Kunjungan Jacky Chan ke Banda Aceh Nyaris Rusuh
Senin, 18 Apr 2005 15:44 WIB
Banda Aceh - Artis kungfu Jacky Chan yang rajin muncul di TV, bertandang ke daerah bencana Banda Aceh, Senin (18/4/2005). Kurangnya pengamanan dan ketidaksiapan panitia membuat kunjungan ini nyaris rusuh. Jacky Chan pun sempat ogah turun dari bus.Jacky ke Aceh bersama Miss Wolrd Maria Julia Mantilla Garcia dan Miss Indonesia Imelda Francisca. Rombongan tiba dengan menggunakan pesawat komersil Batavia Air di Bandara Sultan Iskandar Muda, Aceh Besar.Dari bandara, dengan menumpangi 3 bus besar, rombongan menuju ke child center dan kamp pengungsian di kawasan Lampeneurut, Aceh Besar. Sebelumnya, rombongan sempat berhenti di depan kamp hunian sementara para pengungsi di Desa Siron, Aceh Besar. Di tempat ini, Jacky Chan hanya melambaikan tangannya dari dalam bus.'Kerusuhan' dimulai ketika rombongan tiba di child center dan kamp pengungsi Lampeneurut. Pihak Pemda NAD bersama aparat keamanan tak siap mengkondisikan situasi, sehingga selain wartawan, para pengungsi yang ingin melihat bintang film kungfu ini mendominasi jalan masuk ke lokasi. Sementara, aparat keamanan terkesan berlebihan dengan mendorong beberapa wartawan yang mengambil gambar kunjungan tersebut.Situasi di pintu masuk yang chaos, membuat rombongan dan Jacky Chan tak mau turun dari bus.

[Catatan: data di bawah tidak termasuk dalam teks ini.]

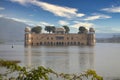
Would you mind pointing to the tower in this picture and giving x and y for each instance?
(27, 36)
(91, 37)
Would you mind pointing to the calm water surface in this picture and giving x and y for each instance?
(104, 58)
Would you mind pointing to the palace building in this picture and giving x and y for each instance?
(59, 38)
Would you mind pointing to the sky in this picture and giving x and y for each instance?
(103, 15)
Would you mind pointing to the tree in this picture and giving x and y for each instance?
(66, 29)
(82, 29)
(50, 29)
(37, 29)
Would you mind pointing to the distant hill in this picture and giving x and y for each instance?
(11, 30)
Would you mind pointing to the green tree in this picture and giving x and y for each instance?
(66, 28)
(50, 29)
(37, 29)
(82, 29)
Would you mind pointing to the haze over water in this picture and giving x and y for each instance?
(104, 58)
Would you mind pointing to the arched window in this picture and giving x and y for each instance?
(78, 43)
(40, 43)
(74, 43)
(37, 44)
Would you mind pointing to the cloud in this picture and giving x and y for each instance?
(23, 2)
(2, 8)
(1, 15)
(85, 24)
(61, 22)
(112, 9)
(60, 11)
(42, 23)
(97, 16)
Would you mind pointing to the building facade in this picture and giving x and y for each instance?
(59, 38)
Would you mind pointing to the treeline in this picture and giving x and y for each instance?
(50, 29)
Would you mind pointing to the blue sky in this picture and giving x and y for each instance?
(103, 15)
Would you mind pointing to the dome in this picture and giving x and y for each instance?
(27, 29)
(91, 30)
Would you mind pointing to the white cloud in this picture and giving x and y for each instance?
(45, 24)
(112, 9)
(2, 8)
(80, 15)
(61, 11)
(97, 16)
(1, 15)
(61, 22)
(85, 24)
(23, 2)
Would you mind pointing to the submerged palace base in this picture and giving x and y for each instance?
(59, 38)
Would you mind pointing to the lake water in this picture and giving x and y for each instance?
(104, 58)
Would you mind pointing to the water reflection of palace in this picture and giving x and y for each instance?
(71, 59)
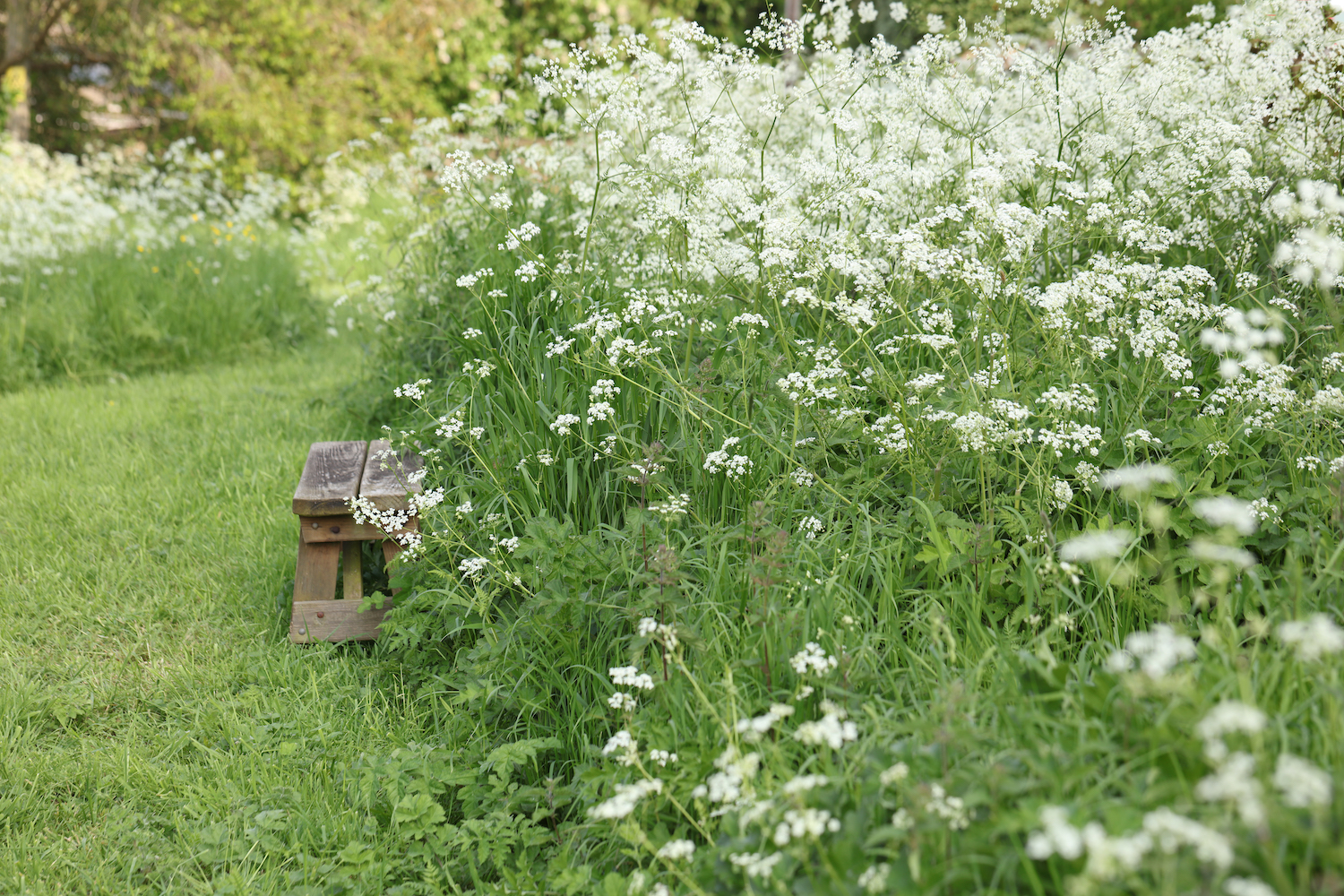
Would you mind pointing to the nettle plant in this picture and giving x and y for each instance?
(855, 409)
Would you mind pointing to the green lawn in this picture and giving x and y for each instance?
(158, 731)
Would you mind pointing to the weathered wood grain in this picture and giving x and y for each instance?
(386, 489)
(335, 621)
(352, 564)
(343, 528)
(331, 474)
(314, 573)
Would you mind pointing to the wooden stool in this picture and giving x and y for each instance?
(328, 536)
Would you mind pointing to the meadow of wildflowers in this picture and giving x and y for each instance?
(110, 266)
(849, 471)
(870, 470)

Setelah diamankan, Jacky akhirnya turun meski kemudian aksi dorong-mendorong antara wartawan dan aparat pengamanan kembali terjadi. Suasana diperparah dengan berjubelnya para pengungsi yang terdiri dari orang tua dan anak-anak. Bahkan beberapa anak-anak sempat terinjak-injak.Tak hanya itu, pihak pengamanan sempat hampir adu jotos dengan wartawan lokal karena wartawan tak diizinkan masuk ke tenda tempat acara berlangsung. Hanya beberapa wartawan yang dibawa dari Jakarta saja yang terlihat bisa masuk. Meski akhirnya wartawan bisa masuk ke lokasi acara, meski diwarnai saling mengumpat dan dorong-mendorong.Dari lokasi ini, rombongan menuju kawasan Ulee Lhue, Banda Aceh, salah satu kawasan yang paling parah terkena dampak tsunami. Usai makan siang dan bertemu dengan Plt Gubernur NAD Azwar Abubakar di pendopo gubernur, rombongan bergerak menuju Medan.